Yalnız o esbab, birer zarftır ve masnuat-ı Rabbaniyeye birer kılıftırlar ve hedâyâ-yı Rahmaniyeye birer tablacıdırlar. Elbette bir padişahın hediyesinin kabı veya hediyeye sarılan mendil veyahut hediye eline verilip getiren nefer, o padişahın saltanatına şerik olamazlar. Ve onları şerik tevehhüm eden, saçma bir hezeyan eder. Öyle de esbab-ı zahiriye ve vesait-i suriyenin, rububiyet-i İlahiyeden hiçbir cihette hisseleri olamaz. Hizmet-i ubudiyetten başka nasibleri yoktur.

İKİNCİ MAKSAT

Ehl-i şirkin vekili, meslek-i şirki hiçbir cihette ispat edemediğinden ve onun ispatından meyus kaldığından; ehl-i tevhidin mesleğini, teşkikatıyla ve şüpheleriyle tahrip etmeye çalışmak istediğinden şöyle ikinci bir sual ediyor. Diyor ki:

Ey ehl-i tevhid! Siz diyorsunuz ki: “قُلْ هُوَ اللّٰهُ اَحَدٌ ۞ اَللّٰهُ الصَّمَدُ Hâlık-ı âlem birdir, Ehad’dir, Samed’dir. Hem her şeyin Hâlık’ı odur.

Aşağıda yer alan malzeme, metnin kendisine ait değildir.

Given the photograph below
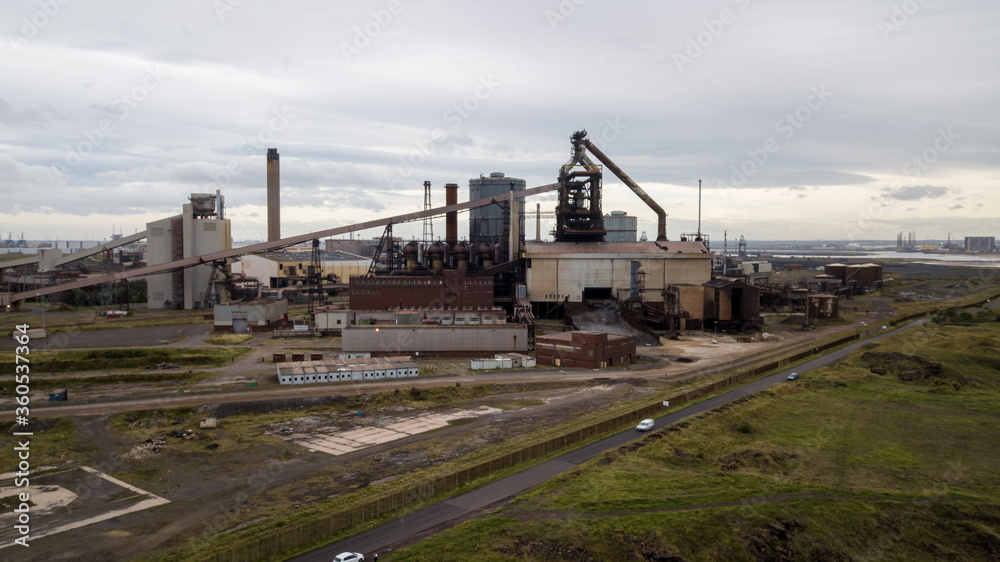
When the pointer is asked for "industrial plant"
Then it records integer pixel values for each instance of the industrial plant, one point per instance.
(466, 294)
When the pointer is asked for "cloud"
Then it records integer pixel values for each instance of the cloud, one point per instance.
(915, 192)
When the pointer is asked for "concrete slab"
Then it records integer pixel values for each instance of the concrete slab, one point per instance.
(341, 442)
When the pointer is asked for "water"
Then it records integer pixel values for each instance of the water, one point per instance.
(969, 260)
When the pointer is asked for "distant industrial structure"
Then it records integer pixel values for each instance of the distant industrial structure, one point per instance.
(448, 296)
(273, 196)
(980, 244)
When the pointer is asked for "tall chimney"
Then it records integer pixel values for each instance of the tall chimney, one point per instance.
(273, 199)
(451, 219)
(538, 222)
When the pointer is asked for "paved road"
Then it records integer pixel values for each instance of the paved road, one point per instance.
(449, 512)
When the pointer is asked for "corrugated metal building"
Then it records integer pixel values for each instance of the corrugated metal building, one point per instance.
(588, 350)
(332, 320)
(486, 223)
(451, 289)
(558, 271)
(734, 304)
(620, 227)
(442, 340)
(343, 370)
(250, 316)
(284, 269)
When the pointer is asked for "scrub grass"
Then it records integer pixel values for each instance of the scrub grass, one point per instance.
(841, 464)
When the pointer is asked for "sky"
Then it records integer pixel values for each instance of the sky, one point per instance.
(820, 120)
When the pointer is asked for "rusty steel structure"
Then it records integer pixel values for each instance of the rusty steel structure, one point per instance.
(580, 141)
(181, 264)
(578, 213)
(451, 218)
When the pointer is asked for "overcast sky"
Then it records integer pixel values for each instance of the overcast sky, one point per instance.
(805, 120)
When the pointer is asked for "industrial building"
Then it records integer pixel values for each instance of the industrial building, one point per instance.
(250, 316)
(488, 224)
(731, 304)
(345, 370)
(200, 229)
(287, 268)
(824, 305)
(332, 320)
(365, 247)
(435, 340)
(583, 349)
(659, 281)
(503, 361)
(558, 272)
(620, 227)
(453, 288)
(980, 244)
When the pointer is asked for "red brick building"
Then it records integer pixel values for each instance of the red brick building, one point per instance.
(589, 350)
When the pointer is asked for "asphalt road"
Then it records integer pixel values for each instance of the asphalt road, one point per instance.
(446, 514)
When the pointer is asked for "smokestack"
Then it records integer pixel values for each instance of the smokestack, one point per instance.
(538, 222)
(273, 199)
(451, 219)
(514, 244)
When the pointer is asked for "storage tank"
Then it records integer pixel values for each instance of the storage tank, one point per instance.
(435, 256)
(461, 255)
(410, 251)
(484, 251)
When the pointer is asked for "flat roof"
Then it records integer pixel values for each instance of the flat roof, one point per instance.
(568, 336)
(255, 302)
(651, 248)
(336, 255)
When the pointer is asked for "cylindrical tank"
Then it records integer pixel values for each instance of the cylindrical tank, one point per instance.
(461, 255)
(410, 251)
(451, 219)
(435, 256)
(485, 253)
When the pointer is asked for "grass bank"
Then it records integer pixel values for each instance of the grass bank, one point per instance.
(844, 464)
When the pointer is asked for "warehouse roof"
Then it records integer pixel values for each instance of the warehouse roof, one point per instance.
(651, 248)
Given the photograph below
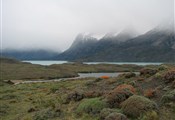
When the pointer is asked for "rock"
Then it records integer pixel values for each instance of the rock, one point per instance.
(169, 76)
(74, 96)
(168, 97)
(116, 116)
(137, 105)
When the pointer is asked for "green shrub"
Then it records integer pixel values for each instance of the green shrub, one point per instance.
(137, 105)
(91, 106)
(3, 109)
(116, 116)
(46, 114)
(106, 111)
(168, 97)
(150, 115)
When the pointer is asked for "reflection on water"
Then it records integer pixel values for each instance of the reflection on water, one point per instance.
(83, 75)
(50, 62)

Ehadiyet-i zatiyesiyle beraber doğrudan doğruya her şeyin dizgini onun elinde, her şeyin anahtarı kabzasında, her şeyin nâsiyesini tutuyor. Bir iş bir işe mani olmuyor. Bütün eşyada, bütün ahvaliyle bir anda tasarruf edebilir.” Böyle acib bir hakikate nasıl inanılabilir? Müşahhas bir tek zat, nihayetsiz yerlerde, nihayetsiz işleri külfetsiz yapabilir mi?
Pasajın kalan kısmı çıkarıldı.